Dear lord, I think I just gave myself enough cognitive dissonance to stop using Bittorrent for hours.

But my point is that Bauman hasn't really repaid his debt to society. He's been shamed, and a lot of us are glad for that, but only by yet another corporate raider who will likely not redeem Ebaum's World the way College Humor redeemed itself after the IAC purchase.

3 comments

With Bittorrent and the like, your usual garden variety piracy, you at least know who you're stealing from and you know that everyone involved is simply supplying bandwidth, information alone, and that no money is changing hands. If at any point in time you prefer to purchase a legitimate copy of what you have obtained, you are free to do so, and many people often do.

What Ebaum did was claim the content as their own and act as a gateway to it, in effect making a buck off of the piracy of others. Since the original creator is no longer known, there's no way to provide compensation even if you want to.

You cannot steal anything with Bittorrent. Stealing necessarily involves the previous owner being a previous owner, but Bittorrent and other copying methods don't remove the item from the owner.

Refusing to let someone get their files from a computer is more like stealing (though since the computer itself is rightfully owned by the new owners of ebaumsworld, it's certainly arguable that it's just rude, not stealing). A file is part of the computer it's on.
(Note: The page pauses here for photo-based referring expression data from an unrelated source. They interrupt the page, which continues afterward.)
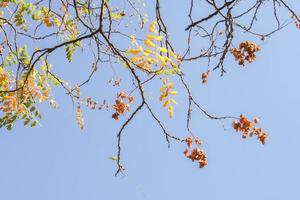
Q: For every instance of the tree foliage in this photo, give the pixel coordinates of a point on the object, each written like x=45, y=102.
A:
x=94, y=29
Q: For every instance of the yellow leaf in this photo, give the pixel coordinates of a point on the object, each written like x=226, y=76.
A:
x=149, y=43
x=134, y=51
x=153, y=26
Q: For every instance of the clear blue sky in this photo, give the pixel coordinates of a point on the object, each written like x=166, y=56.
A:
x=57, y=161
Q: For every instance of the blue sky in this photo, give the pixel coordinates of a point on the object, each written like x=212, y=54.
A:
x=58, y=161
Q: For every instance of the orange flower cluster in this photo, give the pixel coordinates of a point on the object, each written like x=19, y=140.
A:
x=91, y=103
x=297, y=23
x=245, y=52
x=205, y=77
x=79, y=117
x=120, y=104
x=249, y=129
x=195, y=153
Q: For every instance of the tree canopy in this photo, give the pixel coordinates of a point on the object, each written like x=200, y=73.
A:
x=131, y=36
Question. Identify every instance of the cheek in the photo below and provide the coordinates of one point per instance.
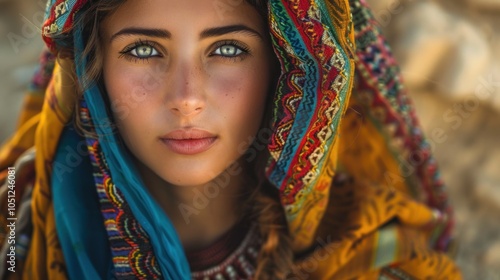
(130, 90)
(240, 96)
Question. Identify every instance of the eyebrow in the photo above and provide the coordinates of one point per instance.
(209, 32)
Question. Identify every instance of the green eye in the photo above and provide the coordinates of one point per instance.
(144, 51)
(228, 50)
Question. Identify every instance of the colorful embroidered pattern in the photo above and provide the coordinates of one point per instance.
(379, 88)
(313, 87)
(133, 255)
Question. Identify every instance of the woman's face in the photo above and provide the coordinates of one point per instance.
(187, 83)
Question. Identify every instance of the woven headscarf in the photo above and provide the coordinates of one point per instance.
(339, 112)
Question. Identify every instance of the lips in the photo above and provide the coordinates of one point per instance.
(189, 141)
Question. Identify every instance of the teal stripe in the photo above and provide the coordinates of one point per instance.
(386, 251)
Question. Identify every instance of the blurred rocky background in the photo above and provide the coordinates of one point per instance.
(450, 58)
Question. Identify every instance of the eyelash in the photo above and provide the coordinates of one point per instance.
(126, 53)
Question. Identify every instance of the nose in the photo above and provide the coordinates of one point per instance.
(186, 97)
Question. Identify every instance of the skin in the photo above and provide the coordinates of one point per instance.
(217, 83)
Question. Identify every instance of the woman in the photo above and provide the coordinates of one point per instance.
(209, 145)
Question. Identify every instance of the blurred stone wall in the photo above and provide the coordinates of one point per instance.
(448, 51)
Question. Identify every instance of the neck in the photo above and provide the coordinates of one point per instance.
(203, 213)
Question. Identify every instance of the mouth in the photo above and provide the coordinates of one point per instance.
(188, 141)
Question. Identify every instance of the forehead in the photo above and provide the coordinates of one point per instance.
(182, 16)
Downloading a file with bittorrent (lets assume a illegal one) is copyright infringement, which is illegal, and still a crime. One issue is that most copyright infringement cases these days are civil rather than criminal, but the criminal proceedings do exist.
I thought it was the other way round... If you ask me for a copy of Serenity, and i give it to you, then I have infringed on universal studio's copyright. You however have done nothing wrong, because unless you broke into my computer, you would be unable to make a copy without my consent.
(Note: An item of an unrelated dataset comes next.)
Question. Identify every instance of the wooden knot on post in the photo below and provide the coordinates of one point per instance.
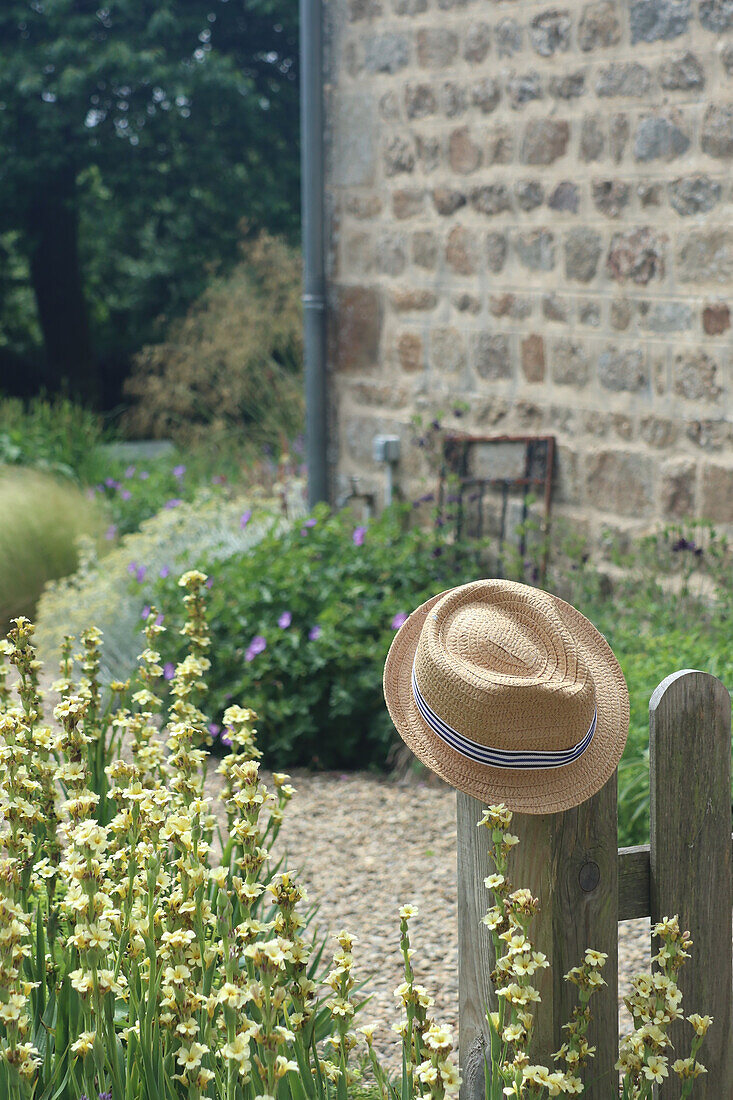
(589, 876)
Your way makes the whole internet ... broken. anybody can ask for anything, but the guy in control of the resource does not have to honor the request.
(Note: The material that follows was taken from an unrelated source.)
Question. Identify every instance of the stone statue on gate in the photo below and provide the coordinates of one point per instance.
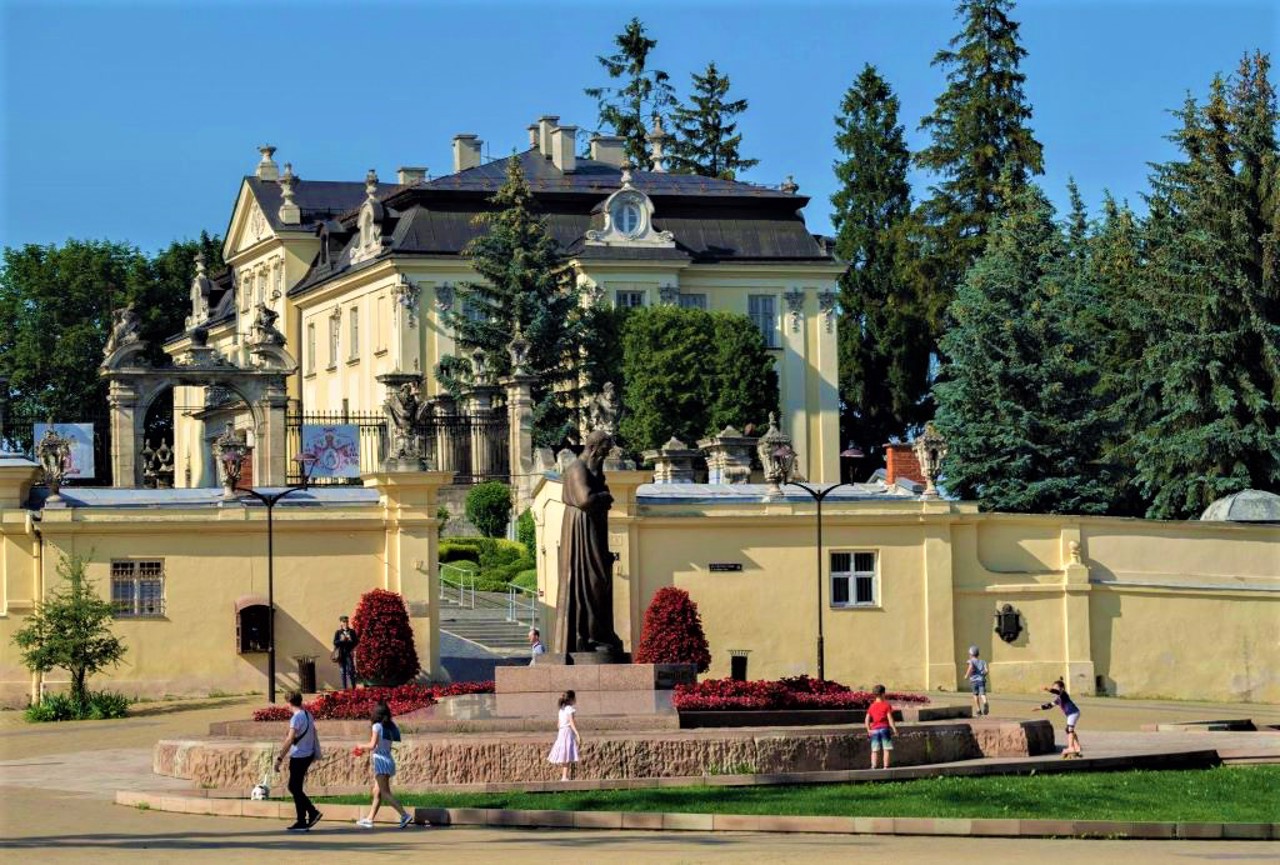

I should clarify: technically this is the case. However, it is technically illegal to purchase/receive stolen goods (and you can't really argue that you were under the impression that torrented files were legit, at least for the most common torrents).

I oversimplified because it is tiresome hearing the "But it's not stealing because you don't deprive them of anything" argument.

I'm not arguing that it's not copyright infringement. I'm arguing that it's not theft.
No, that whole decade bit was pretty icky. But my point was, this wasn't a nice guy getting completely screwed by a corporation. It's a slimy corporation backstabbing a slimy guy.

The initial bit... I think it would have regulated itself if somebody'd brought publicity to the people getting ripped off and made lawsuits a primary goal. I was always surprised Lowtax from Something Awful never thought it worth it to declare copyright on his Photoshop Phridays and sue Bauman until he stopped.

Punishing people for breaking the law is the role of Government- not business. This is not an example of failed capitalism, but of failed government.